OpenAI burned through $34 billion in 2025 , more than two and a half times its revenue , as the company gears up for what could become one of the largest initial public offerings in history. According to a Financial Times report, the staggering figure reveals the brutal economics of leading the frontier AI race.
The spending breakdown follows the predictable pattern of a company trying to out-invest every rival into submission. Roughly $19 billion went to research and development, the FT noted, while nearly $6 billion was allocated to sales and marketing. The remainder covered the massive infrastructure and staffing costs required to run advanced AI models at scale. On the other side of the ledger, revenue hit $13 billion, comfortably exceeding OpenAI’s internal target of $10 billion.
That gap between spending and income captures everything about OpenAI’s current position. Revenue is climbing fast and beating expectations, yet the company is hemorrhaging cash at a rate that would sink virtually any other business not sitting on a mountain of committed capital. Hitting a $10 billion revenue target is the kind of milestone a normal company would celebrate. Spending $34 billion to get there is the kind of math only an AI lab can stomach.

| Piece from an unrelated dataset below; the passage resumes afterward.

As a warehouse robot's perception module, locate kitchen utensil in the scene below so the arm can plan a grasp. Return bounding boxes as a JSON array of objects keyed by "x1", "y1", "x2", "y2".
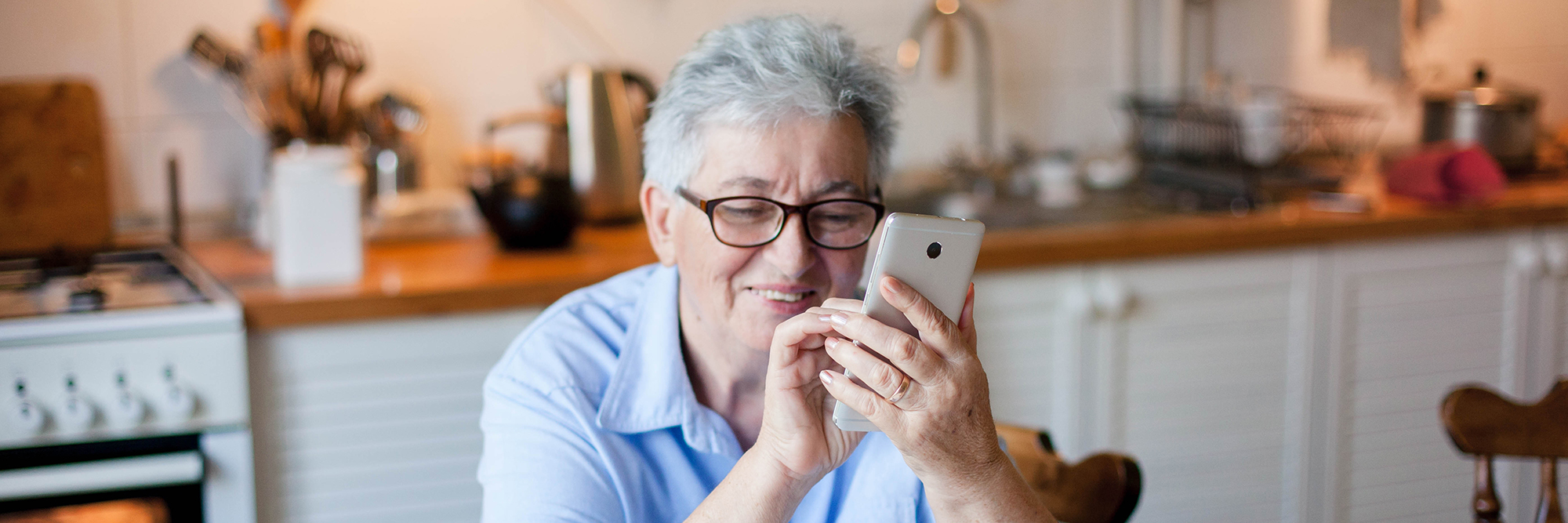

Investors keep supplying the fuel. Earlier this year, OpenAI closed a $122 billion funding round at an $852 billion valuation , the largest private capital raise on record , backed by SoftBank, Nvidia, and more than two dozen other firms. That valuation has drawn skepticism from some of OpenAI’s own backers, one of whom told the FT that underwriting the round required assuming a future public valuation north of $1.2 trillion.
That brings the IPO into focus. OpenAI has filed confidentially with the U. S. Securities and Exchange Commission and is preparing to go public, targeting a valuation of up to $1 trillion. A listing at that level would rank among the biggest in history. The spending figures now circulating offer the first detailed look at what prospective shareholders would actually be buying.
The harder number to parse is the loss. Leaked financials put OpenAI’s 2025 net loss at around $39 billion, widened by restructuring and other non-cash charges. Stripping those out, the operating loss appears closer to $8 billion. Those two figures tell very different stories, and which one matters more will depend on how much of the larger number proves to be one-time rather than structural. OpenAI has not published audited accounts, and the company declined to comment on the leaked data.
What is not in dispute is the spending trajectory. OpenAI has told investors it expects to commit roughly $600 billion to AI infrastructure through 2030. The $34 billion spent last year, on that timeline, is just the first installment.